Земля стала полом, пол расползся ради появления стен. Альтвиг ощутил тепло длинной рукояти, сжимаемой десятью — десятью! — пальцами. Неторопливо подняв глаза и наслаждаясь каждым моментом, он сообразил, что держит биденхандер — тяжелый двуручный меч, популярный среди наемников Хасатинии. На лезвии осталась чья-то тошнотворно грязная кровь.
Инквизитор огляделся. В дальнем конце образовавшегося коридора застыли люди — усатые, злые и уставшие. Они выставили перед собой щиты и копья, явно надеясь, что противник сам решит на них напороться. Сон то и дело шел рябью, расплывался и менял одни образы на другие. После очередного размытого пятна Альтвиг обнаружил себя стоящим среди трупов, с гордо поднятым оружием. Грубый чужой голос вырвался из горла, приказал отправляться добивать раненых. Мимо пронеслись воины, закованные в стальные панцири с шипами на плечах и спине.
Потом была комната, квадратная и душная. Перепуганные женщины, молодые, но почти мертвые парни — у каждого повреждена если не грудная клетка, то брюшина или голова. Инквизитор подошел ближе, поднял меч, наткнулся взглядом на преисполненное боли и ненависти лицо… и проснулся, хватая ртом воздух.

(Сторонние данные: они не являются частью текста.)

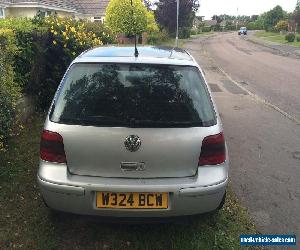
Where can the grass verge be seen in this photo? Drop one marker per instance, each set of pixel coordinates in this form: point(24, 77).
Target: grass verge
point(27, 224)
point(275, 37)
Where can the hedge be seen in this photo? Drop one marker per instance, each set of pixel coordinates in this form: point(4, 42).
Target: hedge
point(10, 92)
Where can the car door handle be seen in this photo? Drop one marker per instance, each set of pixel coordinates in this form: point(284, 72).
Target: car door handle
point(133, 166)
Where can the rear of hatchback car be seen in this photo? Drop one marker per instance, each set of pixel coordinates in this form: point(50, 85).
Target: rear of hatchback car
point(133, 137)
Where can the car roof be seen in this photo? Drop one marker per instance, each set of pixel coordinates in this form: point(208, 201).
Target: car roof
point(147, 54)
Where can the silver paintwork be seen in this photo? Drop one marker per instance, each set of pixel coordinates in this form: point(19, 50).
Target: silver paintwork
point(169, 155)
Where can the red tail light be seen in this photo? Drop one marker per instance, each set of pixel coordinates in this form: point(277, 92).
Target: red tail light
point(52, 147)
point(213, 150)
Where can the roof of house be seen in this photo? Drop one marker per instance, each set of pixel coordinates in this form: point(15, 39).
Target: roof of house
point(85, 7)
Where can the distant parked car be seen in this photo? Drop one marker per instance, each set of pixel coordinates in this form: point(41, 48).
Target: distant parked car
point(243, 31)
point(133, 137)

Сон! Всего лишь сон. За окном по-прежнему темно, две луны раскинули сеть лучей над Малахитовыми Лесами. Чей-то нежный, смутно знакомый голос выводит песню: «Маленький мир в моем сердце лишен покоя, я вынужден молча спасать его и смотреть, как каждый рассвет превращается в поле боя, чтобы снова болью и страхом моим гореть».

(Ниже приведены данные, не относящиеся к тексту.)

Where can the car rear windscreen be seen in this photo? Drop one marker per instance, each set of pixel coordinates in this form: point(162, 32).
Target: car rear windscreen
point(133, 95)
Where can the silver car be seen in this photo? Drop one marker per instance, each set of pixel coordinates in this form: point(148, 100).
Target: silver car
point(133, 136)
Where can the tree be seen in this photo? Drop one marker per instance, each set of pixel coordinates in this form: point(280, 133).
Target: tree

Альтвиг облегченно вздохнул и обнял подушку.
Рассвет окрасил небо над Малахитовыми Лесами в мягкий розовый цвет.
Тинхарт смотрел на него из галереи в восточном крыле замка. Рядом стоял заспанный инквизитор — с таким обреченным выражением лица, будто его привели на плаху, а не встречу с неожиданным гостем.
— Меньше надо пить, — с укоризной произнес граф.
Альтвиг не ответил, но про себя согласился. Упрекал его Тинхарт зря: парень редко находил достойную компанию, а в одиночестве не хотелось даже эетолиты.
За двустворчатой дверью, расположенной в стене напротив окна, находились Ильтаэрноатиэль и отец Еннете. Последний пожелал увидеть своего воспитанника, но не предупредил, что сначала собирается завершить переговоры с Его Величеством.
— Как поживает ваш глаз, святой отец? — поинтересовался Тинхарт.
— Не знаю. — Инквизитор вдумчиво ощупал повязку и решил, что снимать ее еще рано. Оставленный еретичкой рубец не подавал признаков жизни, но мог неодобрительно отнестись к морозу и сквознякам, гуляющим по дому эльфийского короля.